Compared with C# and Java ( I am not even talking about JavaScript at all ), the Progress ABL is such a productive language that I don't mind having some addintional lines of code here and there. While it might be okay to rely on standard behavior that is hidden in the AVM or some framework - I like to be on top of the code I produce which means:
  • My code uses joins - I take care about the joins
  • My code uses buffer references - I take care about buffer scope
  • My code changes the database - I take care about transaction scope
  • My code uses dynamic handle-based objects - I take care about these objects
  • My code instantiates classes - I take care about these objects
You may called me old-fashioned but I've heard "standard behavior" so many times by people who didn't know what it was and didn't understand the concepts of a language to justify laziness that I am pretty strong in my opinion.

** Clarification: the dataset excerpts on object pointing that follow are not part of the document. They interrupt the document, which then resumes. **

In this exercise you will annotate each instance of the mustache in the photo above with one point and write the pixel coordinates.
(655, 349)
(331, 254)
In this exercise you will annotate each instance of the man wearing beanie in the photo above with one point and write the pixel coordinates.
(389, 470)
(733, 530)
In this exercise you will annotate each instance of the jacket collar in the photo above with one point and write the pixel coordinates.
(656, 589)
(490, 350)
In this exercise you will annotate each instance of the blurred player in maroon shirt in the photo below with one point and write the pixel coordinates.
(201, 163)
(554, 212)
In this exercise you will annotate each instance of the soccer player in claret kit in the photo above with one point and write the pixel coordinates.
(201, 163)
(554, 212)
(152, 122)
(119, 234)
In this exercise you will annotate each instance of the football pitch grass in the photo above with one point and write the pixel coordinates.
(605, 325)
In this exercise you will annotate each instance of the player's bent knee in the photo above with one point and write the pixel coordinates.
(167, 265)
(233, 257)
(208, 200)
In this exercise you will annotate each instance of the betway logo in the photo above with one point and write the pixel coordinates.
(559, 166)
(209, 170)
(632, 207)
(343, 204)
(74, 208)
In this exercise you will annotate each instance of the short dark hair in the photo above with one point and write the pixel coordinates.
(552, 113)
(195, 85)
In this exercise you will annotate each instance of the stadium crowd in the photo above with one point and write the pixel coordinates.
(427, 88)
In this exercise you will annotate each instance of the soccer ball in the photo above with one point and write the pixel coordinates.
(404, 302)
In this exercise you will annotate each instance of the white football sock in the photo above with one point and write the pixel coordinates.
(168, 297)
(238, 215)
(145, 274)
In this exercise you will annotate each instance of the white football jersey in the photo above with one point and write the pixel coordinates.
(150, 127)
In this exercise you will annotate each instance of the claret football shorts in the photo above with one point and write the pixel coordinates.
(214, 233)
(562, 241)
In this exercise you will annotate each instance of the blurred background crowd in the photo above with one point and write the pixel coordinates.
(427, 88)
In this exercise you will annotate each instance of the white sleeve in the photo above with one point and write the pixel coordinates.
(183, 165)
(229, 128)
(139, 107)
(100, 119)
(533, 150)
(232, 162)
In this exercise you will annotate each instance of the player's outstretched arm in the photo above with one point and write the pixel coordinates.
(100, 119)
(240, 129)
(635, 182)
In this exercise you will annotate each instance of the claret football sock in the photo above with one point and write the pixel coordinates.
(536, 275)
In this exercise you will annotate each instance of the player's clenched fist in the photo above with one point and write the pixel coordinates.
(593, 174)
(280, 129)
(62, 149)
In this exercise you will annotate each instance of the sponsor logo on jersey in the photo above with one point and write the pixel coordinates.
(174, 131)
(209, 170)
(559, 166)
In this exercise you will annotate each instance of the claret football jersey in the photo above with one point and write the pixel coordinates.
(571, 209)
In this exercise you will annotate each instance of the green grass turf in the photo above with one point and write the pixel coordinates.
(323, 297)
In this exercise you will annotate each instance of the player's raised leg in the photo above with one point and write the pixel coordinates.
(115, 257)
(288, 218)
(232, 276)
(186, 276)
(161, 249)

It might be real funny finding out the hard way that somebody else changed the database schema killing your logic.
 

TomBascom

Curmudgeon
Coder's Creed: When in doubt, spell it out. (And you should always be in doubt...)

DBA's Mantra: Every byte, every night, off the site. (Ok, that one is getting stale in the age of replication and no way, no how is anyone going to rekey a full day of lost work... but it sounds good and it is still a good baseline to work from.)